I have the CD. The other songs are more complex and wonderful, but I'll always love this one. I know what that movement towards getting his life back meant.

Below is the link to one interview about his experience. Please take time to read. It describes how it feels to live with this monster inside you.(This opens in a new Window)

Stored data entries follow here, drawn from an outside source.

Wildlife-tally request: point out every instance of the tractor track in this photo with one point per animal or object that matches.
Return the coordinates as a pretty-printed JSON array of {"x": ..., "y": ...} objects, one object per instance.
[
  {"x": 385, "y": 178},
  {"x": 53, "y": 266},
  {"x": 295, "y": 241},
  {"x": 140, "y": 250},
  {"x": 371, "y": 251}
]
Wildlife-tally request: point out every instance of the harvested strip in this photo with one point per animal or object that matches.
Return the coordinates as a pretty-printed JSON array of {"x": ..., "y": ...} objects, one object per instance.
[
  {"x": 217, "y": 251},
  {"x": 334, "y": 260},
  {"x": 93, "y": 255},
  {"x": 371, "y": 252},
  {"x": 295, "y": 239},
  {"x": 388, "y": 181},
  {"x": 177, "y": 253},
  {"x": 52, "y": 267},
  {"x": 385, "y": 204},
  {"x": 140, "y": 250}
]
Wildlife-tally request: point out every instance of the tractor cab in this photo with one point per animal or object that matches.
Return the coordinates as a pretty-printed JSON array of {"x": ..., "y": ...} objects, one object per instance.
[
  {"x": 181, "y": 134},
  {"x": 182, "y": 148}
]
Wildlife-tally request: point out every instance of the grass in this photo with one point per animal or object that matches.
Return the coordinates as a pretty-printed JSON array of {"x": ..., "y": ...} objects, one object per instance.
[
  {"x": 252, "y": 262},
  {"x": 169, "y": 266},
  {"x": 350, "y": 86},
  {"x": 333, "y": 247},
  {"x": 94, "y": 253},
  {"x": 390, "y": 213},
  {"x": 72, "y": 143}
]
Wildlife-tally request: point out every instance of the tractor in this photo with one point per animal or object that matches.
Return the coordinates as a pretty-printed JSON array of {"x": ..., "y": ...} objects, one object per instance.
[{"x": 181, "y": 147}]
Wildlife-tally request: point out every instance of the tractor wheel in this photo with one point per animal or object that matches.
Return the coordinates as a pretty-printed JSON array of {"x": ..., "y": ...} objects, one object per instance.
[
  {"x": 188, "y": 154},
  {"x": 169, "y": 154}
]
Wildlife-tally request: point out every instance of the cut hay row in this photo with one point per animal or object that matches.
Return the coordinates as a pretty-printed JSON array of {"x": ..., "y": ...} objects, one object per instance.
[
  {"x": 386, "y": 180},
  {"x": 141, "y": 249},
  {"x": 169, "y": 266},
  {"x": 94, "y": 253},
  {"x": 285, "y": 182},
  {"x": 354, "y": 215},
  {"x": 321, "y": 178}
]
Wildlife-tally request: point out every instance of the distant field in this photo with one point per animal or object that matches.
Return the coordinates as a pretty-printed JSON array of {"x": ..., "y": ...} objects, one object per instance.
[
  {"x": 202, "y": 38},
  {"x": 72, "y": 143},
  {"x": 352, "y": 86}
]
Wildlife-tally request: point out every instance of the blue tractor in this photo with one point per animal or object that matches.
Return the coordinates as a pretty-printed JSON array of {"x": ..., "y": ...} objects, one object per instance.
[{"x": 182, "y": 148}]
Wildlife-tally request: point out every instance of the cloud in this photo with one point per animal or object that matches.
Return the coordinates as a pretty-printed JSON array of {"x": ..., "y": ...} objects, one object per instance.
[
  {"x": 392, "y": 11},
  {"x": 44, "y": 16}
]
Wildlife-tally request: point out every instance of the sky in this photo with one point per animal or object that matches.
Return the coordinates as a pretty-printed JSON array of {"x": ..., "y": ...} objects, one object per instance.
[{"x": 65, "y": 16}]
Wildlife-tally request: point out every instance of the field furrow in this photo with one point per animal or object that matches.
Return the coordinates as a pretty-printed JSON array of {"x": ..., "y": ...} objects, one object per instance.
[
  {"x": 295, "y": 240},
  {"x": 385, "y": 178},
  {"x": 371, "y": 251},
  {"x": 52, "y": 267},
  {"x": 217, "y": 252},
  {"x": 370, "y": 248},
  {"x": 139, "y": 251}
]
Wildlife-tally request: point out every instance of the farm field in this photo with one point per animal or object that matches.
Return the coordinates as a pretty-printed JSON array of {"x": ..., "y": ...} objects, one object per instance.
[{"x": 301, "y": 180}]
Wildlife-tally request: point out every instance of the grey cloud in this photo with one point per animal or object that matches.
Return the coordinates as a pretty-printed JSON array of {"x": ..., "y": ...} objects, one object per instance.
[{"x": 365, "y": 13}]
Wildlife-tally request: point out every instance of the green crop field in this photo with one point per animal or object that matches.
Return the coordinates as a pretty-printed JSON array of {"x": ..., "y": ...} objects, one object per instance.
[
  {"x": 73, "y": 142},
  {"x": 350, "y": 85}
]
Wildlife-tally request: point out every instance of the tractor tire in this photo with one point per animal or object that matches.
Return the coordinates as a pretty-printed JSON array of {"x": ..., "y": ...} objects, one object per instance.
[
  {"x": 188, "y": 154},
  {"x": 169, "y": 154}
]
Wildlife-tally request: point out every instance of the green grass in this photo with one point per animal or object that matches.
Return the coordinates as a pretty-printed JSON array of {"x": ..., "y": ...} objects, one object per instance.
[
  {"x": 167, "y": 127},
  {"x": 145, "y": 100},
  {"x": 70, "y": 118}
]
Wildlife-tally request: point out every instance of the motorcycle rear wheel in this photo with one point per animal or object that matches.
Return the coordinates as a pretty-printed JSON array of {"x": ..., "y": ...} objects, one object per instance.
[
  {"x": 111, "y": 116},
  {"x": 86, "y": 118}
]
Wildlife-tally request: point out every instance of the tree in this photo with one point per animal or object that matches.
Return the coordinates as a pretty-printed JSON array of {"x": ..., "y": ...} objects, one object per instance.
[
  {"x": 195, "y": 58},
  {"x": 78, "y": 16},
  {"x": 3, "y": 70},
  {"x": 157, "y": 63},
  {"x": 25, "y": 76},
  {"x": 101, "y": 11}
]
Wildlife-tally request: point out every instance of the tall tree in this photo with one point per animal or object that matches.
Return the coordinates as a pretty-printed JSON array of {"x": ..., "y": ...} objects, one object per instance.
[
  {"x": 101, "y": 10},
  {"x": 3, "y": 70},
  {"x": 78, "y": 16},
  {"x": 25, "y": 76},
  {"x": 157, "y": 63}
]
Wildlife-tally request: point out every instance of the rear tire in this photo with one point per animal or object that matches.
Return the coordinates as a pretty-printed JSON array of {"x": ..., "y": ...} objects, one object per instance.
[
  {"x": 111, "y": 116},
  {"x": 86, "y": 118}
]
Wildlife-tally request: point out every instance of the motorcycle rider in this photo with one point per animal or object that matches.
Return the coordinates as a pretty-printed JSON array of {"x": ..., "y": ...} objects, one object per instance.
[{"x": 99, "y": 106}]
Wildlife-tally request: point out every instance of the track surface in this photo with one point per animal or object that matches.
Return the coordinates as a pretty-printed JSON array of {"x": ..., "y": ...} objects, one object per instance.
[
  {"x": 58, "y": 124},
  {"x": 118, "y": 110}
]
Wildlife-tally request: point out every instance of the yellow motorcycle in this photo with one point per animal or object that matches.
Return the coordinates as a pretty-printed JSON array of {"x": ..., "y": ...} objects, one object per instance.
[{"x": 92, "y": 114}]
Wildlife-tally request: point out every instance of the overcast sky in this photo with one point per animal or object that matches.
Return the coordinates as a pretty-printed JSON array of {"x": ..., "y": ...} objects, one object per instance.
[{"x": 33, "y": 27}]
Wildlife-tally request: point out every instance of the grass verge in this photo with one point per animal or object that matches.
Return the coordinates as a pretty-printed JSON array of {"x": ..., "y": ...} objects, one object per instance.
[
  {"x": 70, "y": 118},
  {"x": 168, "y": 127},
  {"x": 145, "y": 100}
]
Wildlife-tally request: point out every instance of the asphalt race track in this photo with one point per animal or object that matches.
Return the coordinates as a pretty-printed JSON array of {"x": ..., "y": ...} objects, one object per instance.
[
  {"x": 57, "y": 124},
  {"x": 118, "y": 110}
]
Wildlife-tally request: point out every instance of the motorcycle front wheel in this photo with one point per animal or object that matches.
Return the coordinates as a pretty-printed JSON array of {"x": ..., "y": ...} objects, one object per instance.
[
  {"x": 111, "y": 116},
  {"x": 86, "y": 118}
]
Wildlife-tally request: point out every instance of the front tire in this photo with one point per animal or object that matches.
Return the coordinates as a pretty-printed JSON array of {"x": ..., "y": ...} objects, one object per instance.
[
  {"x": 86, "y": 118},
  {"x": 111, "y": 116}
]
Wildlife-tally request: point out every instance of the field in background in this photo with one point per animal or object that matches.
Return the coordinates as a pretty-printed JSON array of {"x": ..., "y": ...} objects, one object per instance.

http://listserv.nodak.edu/cgi-bin/wa.exe?A2=ind9902D&L=co-cure&P=R972,

Below is an excerpt from the interview/article:

Jarrett's uncertain pattern of recovery and relapse is not uncommon
to victims of chronic fatigue syndrome, an elusive, misunderstood
disorder, its seriousness undercut by the apparent triviality of its
label.
"The stupid thing is that the name of the disease is so
lightweight," Jarrett says. "It sounds like somebody whining to their
mother, 'I don't want to take the garbage out.' Well, OK, you've got
chronic fatigue syndrome.
"But some doctors say that if you want to give the average person
an idea . . . it's like the last four months of an AIDS patient's
life -- but forever. I know people who have had this who have wished that
they had terminal cancer."

Note: If any details I've posted are inaccurate, please feel free to correct me, with references, and I'll change that in my post.